Cuando salí de allí, sabía que tenía que volver a subirme a una bicicleta y recorrer esa calle de bajada en la que me accidenté y deje manchas de sangre y me partí el brazo ante la mirada compasiva de algunas señoras que me ayudaron a levantarme de nuevo.
Sabía que tenía que volver, debía regresar a esa esquina aviesa de Irarrázaval y demostrarme que se me fue una vida en aquella caída, pero pude recuperarme gracias a una cierta obstinación, a un espíritu de resistencia que se forjó en mi desde niño, muy a mi pesar.
No tenía que volver a Boston tan pronto. Había estado los últimos días de Septiembre cuando me accidenté, levitando por el exceso de pastillas y burlando con arrojo torero desde las bicicletas todas las suertes contrariadas que surgían de esta esquina, y ahora era Noviembre y ese primaveral sol engañoso me hacía pensar que seguíamos en Septiembre y ya no me dolía el brazo.

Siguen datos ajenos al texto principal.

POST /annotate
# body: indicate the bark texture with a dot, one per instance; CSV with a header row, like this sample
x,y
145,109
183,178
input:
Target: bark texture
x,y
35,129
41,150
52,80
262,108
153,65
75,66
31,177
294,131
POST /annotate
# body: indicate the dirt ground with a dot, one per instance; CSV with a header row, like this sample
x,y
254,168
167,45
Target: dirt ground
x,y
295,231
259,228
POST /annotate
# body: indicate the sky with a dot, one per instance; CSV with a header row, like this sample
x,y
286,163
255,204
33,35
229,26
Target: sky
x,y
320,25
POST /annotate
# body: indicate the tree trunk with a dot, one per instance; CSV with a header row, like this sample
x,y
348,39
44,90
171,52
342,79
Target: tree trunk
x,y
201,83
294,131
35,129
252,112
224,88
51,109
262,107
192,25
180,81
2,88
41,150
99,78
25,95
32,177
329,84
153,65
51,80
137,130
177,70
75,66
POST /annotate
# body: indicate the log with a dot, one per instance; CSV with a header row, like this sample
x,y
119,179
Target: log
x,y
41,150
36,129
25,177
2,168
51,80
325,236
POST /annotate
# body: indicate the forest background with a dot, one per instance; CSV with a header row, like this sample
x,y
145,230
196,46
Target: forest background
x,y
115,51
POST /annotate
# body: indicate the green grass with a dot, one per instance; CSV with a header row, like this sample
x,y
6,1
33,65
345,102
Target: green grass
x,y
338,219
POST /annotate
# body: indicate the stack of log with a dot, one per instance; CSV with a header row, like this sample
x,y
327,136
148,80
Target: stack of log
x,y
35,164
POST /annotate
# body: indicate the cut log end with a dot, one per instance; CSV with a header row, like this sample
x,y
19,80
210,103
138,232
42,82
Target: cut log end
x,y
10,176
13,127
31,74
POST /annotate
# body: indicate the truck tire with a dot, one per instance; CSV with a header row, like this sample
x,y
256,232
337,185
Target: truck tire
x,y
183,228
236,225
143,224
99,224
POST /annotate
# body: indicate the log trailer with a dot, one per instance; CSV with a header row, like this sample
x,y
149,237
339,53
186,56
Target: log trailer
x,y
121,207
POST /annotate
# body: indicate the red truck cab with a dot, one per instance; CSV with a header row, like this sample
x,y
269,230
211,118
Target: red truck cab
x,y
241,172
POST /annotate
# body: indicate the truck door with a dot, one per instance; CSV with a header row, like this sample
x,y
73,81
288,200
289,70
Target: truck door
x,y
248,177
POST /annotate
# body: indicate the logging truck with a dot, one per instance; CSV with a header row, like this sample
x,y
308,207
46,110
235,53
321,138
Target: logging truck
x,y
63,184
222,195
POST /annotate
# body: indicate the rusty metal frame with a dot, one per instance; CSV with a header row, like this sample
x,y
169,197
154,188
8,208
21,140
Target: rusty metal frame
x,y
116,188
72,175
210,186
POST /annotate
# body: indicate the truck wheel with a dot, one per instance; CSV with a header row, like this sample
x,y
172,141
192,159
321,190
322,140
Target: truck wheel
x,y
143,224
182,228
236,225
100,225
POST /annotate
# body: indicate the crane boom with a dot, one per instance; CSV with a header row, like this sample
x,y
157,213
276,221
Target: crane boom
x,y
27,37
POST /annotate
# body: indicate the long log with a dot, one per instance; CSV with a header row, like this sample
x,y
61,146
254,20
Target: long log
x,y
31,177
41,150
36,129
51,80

Pero aún dolía, el brazo aún dolía a pesar de la rehabilitación, las descargas eléctricas, los ejercicios y los masajes, y por eso, por lo que me enseñaron mis padres y el profesor, supe que debía volver a montar en bicicleta esas mismas calles en las que dejé regada una vida y un poco de sangre.
Cuando fui a comprar otra bicicleta no encontré al vendedor que me atendió en Septiembre. Pregunté por él. Me dijeron que había renunciado. No les creí. Seguramente lo habrían despedido. Compré otra bicicleta, a ver si me deparaba mejor fortuna que la otra, que termino retorcida e inservible.
No estaba en mis planes estrenarla aquel sábado a medianoche. Quería dar vueltas por 11 de Septiembre y dejarme llevar por Av. Providencia al día siguiente, domingo, día que, según los pronósticos, sería despejado y agradable. Salí del departamento y me puse a esperar un taxi en la esquina de mi casa, frente a la bodega de las chinas que me recibieron con alboroto y me sobaron el brazo lastimado diciéndome cosas agridulces en mandarín, cosas que desde luego no entendí pero mitigaron el dolor del brazo casi rehabilitado y ya no tan tieso y entumecido como cuando me quitaron el cabestrillo.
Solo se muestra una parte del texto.